Twenty-five years of market dominance has left the PC architecture unopposed. That may not be entirely good
Written by Leader , Contributor

After 25 years of the IBM PC, it's hard to remember that the IT system ever consisted of more than the binary system of the bloated red giant of Wintel and the sputtering white dwarf of Apple, with perhaps a few swarms of Linux distro asteroids cluttering up the place. Yet the past quarter-century has seen many other strange comets swing past, each offering a glimpse of what might have been.

Although it wasn't the only 16-bit computer launched in 1981, the IBM PC was the only one based on the Intel 8088 chip.
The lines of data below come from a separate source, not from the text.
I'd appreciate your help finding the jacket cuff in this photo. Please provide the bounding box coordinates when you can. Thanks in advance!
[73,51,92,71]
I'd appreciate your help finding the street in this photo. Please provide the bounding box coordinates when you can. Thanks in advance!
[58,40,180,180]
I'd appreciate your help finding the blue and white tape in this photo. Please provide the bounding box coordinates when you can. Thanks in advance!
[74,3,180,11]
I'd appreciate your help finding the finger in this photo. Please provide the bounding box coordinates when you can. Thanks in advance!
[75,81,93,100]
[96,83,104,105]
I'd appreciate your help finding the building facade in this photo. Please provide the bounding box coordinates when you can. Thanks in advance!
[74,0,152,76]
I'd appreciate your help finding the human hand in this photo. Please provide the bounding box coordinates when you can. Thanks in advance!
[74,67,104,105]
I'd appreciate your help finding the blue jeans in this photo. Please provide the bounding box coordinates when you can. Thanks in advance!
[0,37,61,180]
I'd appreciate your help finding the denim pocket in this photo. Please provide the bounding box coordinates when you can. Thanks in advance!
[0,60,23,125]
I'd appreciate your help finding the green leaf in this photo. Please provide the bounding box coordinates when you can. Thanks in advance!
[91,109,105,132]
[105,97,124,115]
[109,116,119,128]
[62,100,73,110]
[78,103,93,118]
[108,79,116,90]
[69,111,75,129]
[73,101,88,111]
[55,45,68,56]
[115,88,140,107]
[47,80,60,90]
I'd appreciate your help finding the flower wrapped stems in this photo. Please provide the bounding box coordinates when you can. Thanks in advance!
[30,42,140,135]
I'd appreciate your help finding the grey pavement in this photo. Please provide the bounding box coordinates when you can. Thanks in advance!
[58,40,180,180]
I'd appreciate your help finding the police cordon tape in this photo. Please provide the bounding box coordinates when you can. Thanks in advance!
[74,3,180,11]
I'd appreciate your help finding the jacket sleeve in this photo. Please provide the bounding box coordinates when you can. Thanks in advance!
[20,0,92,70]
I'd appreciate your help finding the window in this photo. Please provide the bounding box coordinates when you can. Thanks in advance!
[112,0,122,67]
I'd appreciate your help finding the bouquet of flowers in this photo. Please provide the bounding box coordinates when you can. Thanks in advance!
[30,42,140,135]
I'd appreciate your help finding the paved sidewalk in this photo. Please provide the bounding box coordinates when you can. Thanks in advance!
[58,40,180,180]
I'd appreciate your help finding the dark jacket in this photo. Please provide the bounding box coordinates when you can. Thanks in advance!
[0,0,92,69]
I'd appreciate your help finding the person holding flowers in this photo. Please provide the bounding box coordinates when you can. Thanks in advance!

Most opinion at the time favoured Motorola's 68000 processor, which had many claims to be the better design — and had IBM followed that path, it is very possible that Microsoft would not have been chosen as the software provider.

Nobody can say how IT history would have changed, but it's worth remembering that while the PC world was working its way slowly through moderate competencies such as the VGA adaptor and the early years of Windows, the 68K world had the Macintosh, the Amiga and the Atari ST. We cannot tell whether the state of the art in 2006 would be much further advanced, but we may confidently predict we'd have got here a lot quicker.

But IBM was by no means the worst of the class of 1981. History is mercifully silent on the ICL Personal Computer, launched with technology that was already geriatric. Other companies were also on their way out — Xerox with its slow 820, Tandy with its ageing TRS-80 range, Lucas with its end-of-an-era NASCOM-3 — while others were setting up for bursts of success of varying lengths.

Osborne demonstrated that portable need not mean light, while Acorn and Sinclair prepared the ground for revolutions yet to come with the BBC Micro and the ZX81. They provided the UK with a generation of adept programmers in a way that no subsequent designs have matched — but that's a subject for another time.

Of the 50-odd companies launching personal computers that year, only HP and Toshiba remain in the trade. Even IBM has left the building — rejected at length by the empire it built. Students of business and technology will argue for decades to come about IBM's mistakes and successes, but for richer or poorer, better or worse, we will be living with that company's legacy for years to come.